Is anyone still going out? We went out today and saw some hens and got 2 roosters. That doesnt sound like much but where I'm from, thats a great day.


----------



## Dak (Feb 28, 2005)

Now is a wonderful time to hunt roosters. I am over in Switzerland taking care of my sister, who was hit by a car, instead of chasing roosters in the snow. Missing all my favorite rooster time as I won't be back for several months.


----------



## usmarine0352 (Nov 26, 2005)

Dak said:


> Now is a wonderful time to hunt roosters. I am over in Switzerland taking care of my sister, who was hit by a car, instead of chasing roosters in the snow. Missing all my favorite rooster time as I won't be back for several months.
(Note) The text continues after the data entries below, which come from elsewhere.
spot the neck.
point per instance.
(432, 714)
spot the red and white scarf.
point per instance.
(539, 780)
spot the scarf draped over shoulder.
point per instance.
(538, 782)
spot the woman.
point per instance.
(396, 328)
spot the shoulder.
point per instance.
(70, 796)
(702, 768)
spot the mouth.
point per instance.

I'm sure she's happy that you are writing on a forum you'd rather be hunting then with her, in her time of need.

LOL. J/K.

:beer:


----------



## upland420 (Dec 27, 2004)

Anyone who thinks hunting is *wonderful* when its 10 below zero outside needs some care of his own. :wink:


----------



## blhunter3 (May 5, 2007)

Hunting is very wonderfull when its -15 outside. nobody is out so we have basicly the whole are to ourselves.


----------



## dfisher (Oct 12, 2007)

I don't mind being out when it's cold. I throw dummies for Bill the Chessy everyday a few times. What I hate is when that wind is blowing. That's the spoiler for me. 
I'd rather see it ten below and calm than 20 above with a 20 MPH wind howling around and gusting.
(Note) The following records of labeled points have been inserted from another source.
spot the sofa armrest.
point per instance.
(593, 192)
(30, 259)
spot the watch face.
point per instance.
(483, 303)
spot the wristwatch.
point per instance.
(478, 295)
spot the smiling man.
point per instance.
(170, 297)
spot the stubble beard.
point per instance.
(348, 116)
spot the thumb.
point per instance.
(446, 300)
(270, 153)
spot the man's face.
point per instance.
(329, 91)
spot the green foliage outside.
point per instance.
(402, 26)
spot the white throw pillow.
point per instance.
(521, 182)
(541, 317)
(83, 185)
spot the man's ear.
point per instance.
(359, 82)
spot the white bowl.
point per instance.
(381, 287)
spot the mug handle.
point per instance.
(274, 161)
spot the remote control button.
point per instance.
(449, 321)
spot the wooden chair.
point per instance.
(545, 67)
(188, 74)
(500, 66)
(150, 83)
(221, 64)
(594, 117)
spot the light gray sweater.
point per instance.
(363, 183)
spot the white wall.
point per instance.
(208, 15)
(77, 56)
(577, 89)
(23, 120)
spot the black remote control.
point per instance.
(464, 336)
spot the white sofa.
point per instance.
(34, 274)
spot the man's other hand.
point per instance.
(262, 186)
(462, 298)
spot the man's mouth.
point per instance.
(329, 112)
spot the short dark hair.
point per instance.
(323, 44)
Good luck and Happy Holidays,
Dan


----------



## Coach529 (Dec 22, 2004)

I don't mind the cold, you just make the best of it I guess. The lack of other hunters out makes it awesome.


----------



## JBB (Feb 9, 2005)

No such thing as to cold. Just need to adapt. I will stay in my camper for three days at a time out southwest of Bismarck untill the first weekend in Jan. You have to watch out for the dogs though. The cold can be hard on them if you over work them. The days are shorter so you are not as long. There is nothing better then watching birds flush on a cold crisp day when there is nobody else fighiting for the same CRP. The coldest I have hunted is -29. My brother and I went out the last day of the season in the early 90's. The birds did not want to flush. Still shot 5.


----------



## Dak (Feb 28, 2005)

usmarine,

As I'm sure you know...there is often a huge difference between what you must do and what you'd rather do.
:lol:


----------



## CD (Oct 30, 2007)

hunting was good on saturday,  was cold but over all still had fun. birds are really bunched up and holding tight. Makes for some good dog work


----------